Hinterland is one-part Diablo-style action game, and one-part village-management. Essentially, you go around a randomly-generated map, fighting monsters and trying to find resources to sustain a village. At the same time, you're recruiting villagers to your humble land who can then set up shop as tailors or blacksmiths or guards. These villagers, regardless of profession, can also be armed with gear and set up to defend their village during monster raids or adventure with the player in a party.

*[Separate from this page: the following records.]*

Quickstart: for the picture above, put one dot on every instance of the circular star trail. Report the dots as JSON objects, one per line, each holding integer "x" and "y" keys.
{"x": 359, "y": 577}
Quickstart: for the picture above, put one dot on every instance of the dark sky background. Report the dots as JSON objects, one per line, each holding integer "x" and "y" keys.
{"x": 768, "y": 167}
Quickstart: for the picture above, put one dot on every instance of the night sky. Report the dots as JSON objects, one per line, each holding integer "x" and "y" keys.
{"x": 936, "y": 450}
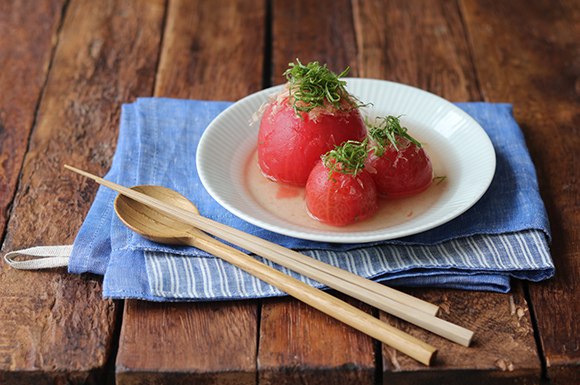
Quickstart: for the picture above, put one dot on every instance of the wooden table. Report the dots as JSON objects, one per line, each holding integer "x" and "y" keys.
{"x": 66, "y": 67}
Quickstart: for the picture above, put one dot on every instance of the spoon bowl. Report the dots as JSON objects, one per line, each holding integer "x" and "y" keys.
{"x": 151, "y": 223}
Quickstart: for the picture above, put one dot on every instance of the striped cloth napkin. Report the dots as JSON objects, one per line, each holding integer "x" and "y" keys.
{"x": 505, "y": 235}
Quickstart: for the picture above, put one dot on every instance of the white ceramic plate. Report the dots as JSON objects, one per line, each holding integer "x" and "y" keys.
{"x": 467, "y": 153}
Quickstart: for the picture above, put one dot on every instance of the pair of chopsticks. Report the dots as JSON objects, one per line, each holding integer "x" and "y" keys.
{"x": 399, "y": 304}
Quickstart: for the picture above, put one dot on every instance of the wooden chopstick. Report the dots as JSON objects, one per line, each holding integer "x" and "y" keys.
{"x": 318, "y": 299}
{"x": 391, "y": 301}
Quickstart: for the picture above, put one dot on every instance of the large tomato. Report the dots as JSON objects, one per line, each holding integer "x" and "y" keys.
{"x": 289, "y": 146}
{"x": 403, "y": 172}
{"x": 340, "y": 199}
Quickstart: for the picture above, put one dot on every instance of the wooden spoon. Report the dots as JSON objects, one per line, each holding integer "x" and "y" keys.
{"x": 159, "y": 227}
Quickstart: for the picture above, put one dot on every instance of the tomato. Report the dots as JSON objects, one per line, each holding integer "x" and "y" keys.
{"x": 401, "y": 173}
{"x": 342, "y": 198}
{"x": 289, "y": 146}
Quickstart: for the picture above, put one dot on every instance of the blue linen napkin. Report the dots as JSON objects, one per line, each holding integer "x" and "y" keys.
{"x": 506, "y": 234}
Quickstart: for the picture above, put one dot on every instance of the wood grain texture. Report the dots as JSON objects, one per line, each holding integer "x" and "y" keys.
{"x": 320, "y": 31}
{"x": 211, "y": 51}
{"x": 419, "y": 43}
{"x": 291, "y": 350}
{"x": 528, "y": 54}
{"x": 299, "y": 344}
{"x": 55, "y": 327}
{"x": 503, "y": 350}
{"x": 424, "y": 45}
{"x": 28, "y": 32}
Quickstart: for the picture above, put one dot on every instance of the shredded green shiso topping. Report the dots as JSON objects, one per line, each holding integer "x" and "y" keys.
{"x": 310, "y": 84}
{"x": 351, "y": 156}
{"x": 385, "y": 132}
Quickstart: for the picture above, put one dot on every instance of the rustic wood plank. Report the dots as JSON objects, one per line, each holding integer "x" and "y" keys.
{"x": 424, "y": 45}
{"x": 312, "y": 31}
{"x": 420, "y": 43}
{"x": 293, "y": 351}
{"x": 27, "y": 36}
{"x": 503, "y": 350}
{"x": 55, "y": 327}
{"x": 291, "y": 348}
{"x": 527, "y": 54}
{"x": 201, "y": 342}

However, it is SUCH a shallow experience. The graphics are visibly of bargain-basement quality (as you can see from the screenshots). Combat devolves to pointing and clicking, then watching your adventuring party (you can only ever control one) beat up whatever is in the area. Worst of all, the village you build up becomes supremely underwhelming when everything it produces are far outshone by loot from the wilderness. The loot itself is never visually appealing or causes satisfying effects beyond making damage numbers higher.

Personally, I have always wanted a game village that takes an active part in the player's game. After all, has a NPC farmer ever asked you to kill 5 rats? Haven't you ever wanted him to kill his own damn rats? You have pitchforks! You have hammers! Fight with me against the enemy hordes! Don't just squat in your stinky huts with exclamation marks over your heads, waiting for Almighty Player to save your stinky hides!

This game took a few small steps towards an interesting idea, and then plopped down and went no further. Tragic.